Au fond des océans. — Population étrange. — La missive révélatrice.

La plupart des journaux publiaient dernièrement la petite information suivante :

« On sait que la profondeur des mers dépasse les hauteurs des montagnes les plus grandes. Le relief terrestre le plus accentué est le sommet du Gaorisankar (Asie). La plus grande dépression sous l’Océan avait été relevée dans l’Océan Pacifique du Sud ; on lui attribuait 9 425 mètres.

« Un capitaine de la marine des États-Unis vient de découvrir, dans l’Océan Pacifique Nord, une fosse dont la profondeur dépasse toutes celles que l’on connaissait. Cette dépression se trouve entre les îles Mildway et Guam (une des Madrones). Elle a été rencontrée au cours d’une reconnaissance pour la pose d’un câble entre ces deux archipels. Les sondages effectués par le commandant du navire américain ont donné comme résultat moyen : 9 635,76, Nous voilà, à 400 mètres près, à 10 kilomètres pour la plus grande profondeur connue des océans. »

De son côté le Bulletin de la Société des Études coloniales et maritimes dans son numéro du 30 juin 1900, publiait une note très complète sur la profondeur et la température des océans[1].

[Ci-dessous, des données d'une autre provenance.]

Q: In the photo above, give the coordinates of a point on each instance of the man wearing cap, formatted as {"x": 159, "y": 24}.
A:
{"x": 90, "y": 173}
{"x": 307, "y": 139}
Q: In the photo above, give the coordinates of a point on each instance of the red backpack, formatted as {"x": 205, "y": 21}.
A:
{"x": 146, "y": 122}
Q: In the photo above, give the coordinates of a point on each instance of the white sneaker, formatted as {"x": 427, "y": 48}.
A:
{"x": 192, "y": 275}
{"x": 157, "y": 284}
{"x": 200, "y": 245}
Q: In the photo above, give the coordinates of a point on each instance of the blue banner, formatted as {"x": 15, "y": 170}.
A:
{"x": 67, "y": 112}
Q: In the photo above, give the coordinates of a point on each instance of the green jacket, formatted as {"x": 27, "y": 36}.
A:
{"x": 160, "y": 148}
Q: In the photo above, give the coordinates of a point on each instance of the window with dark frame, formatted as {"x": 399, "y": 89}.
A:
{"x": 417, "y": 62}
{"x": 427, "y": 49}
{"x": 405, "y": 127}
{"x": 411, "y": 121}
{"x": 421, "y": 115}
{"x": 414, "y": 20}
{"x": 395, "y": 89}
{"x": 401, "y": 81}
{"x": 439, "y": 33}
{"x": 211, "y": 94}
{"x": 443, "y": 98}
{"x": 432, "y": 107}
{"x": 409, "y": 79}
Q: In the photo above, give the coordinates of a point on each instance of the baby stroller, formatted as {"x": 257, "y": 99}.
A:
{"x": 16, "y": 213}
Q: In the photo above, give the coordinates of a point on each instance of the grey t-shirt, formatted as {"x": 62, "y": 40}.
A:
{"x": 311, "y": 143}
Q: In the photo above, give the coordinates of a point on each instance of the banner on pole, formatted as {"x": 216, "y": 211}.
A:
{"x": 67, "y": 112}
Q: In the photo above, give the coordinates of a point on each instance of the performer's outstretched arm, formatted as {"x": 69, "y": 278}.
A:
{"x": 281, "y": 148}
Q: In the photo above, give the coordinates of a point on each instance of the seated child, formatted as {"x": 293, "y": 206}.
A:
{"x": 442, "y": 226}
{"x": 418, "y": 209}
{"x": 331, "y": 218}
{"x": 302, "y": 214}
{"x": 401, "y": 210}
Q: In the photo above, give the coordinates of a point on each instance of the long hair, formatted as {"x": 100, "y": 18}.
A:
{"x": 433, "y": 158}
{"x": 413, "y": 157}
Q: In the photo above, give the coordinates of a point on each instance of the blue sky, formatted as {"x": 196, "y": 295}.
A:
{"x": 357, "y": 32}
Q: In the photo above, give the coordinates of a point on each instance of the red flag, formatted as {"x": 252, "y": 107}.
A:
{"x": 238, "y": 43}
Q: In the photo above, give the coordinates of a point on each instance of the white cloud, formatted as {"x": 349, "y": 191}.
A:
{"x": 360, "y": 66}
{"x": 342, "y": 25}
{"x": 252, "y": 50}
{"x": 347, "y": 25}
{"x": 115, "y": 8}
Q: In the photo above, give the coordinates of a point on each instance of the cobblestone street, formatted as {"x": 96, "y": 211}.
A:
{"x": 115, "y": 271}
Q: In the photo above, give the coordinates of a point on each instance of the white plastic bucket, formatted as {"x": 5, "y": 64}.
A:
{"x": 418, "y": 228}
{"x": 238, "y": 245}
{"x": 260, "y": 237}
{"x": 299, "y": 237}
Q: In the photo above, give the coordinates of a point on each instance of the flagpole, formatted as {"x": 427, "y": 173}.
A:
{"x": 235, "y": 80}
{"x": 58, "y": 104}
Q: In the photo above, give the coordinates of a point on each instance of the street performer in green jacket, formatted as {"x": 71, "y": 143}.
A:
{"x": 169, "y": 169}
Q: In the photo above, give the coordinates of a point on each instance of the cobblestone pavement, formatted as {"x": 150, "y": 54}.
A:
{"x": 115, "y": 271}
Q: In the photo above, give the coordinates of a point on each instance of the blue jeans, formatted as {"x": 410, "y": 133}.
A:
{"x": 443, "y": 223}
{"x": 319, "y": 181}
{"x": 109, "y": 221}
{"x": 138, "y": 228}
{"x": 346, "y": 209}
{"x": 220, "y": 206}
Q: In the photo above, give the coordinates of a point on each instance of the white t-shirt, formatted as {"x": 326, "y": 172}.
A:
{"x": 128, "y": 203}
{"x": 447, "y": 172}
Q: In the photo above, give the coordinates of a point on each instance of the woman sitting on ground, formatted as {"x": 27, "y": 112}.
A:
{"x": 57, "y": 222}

Cela me remet en mémoire une aventure extraordinaire qui est arrivée à un de mes amis, capitaine au long cours, précisément à cette fameuse fosse Aldrich, dans le Pacifique méridional et qui est bien la plus grande profondeur connue, puisqu’elle atteint comme nous venons de le voir, 9 429 mètres.

Cette aventure très véridique, est tellement extraordinaire que je ne sais comment m’y prendre pour arriver à la conter simplement et clairement, sans omettre ni un point, ni un détail essentiel.

Je ne crois ni à la fatalité des mahométans, ni au destin des anciens, ni à la providence des croyants, cependant je suis bien forcé de reconnaître qu’il y a vraiment une chance extraordinaire dans l’enchaînement des faits que je vais rapporter ici, car si mon ami n’avait pas été un israëlite très érudit qui avait fait ses classes dans sa jeunesse pour être rabbin, avant de devenir capitaine au long cours, par désespoir d’amour, je me demande avec terreur ce qu’il serait advenu d’une découverte si intéressante pour l’histoire de l’humanité et surtout pour l’ethnographie et l’anthropologie.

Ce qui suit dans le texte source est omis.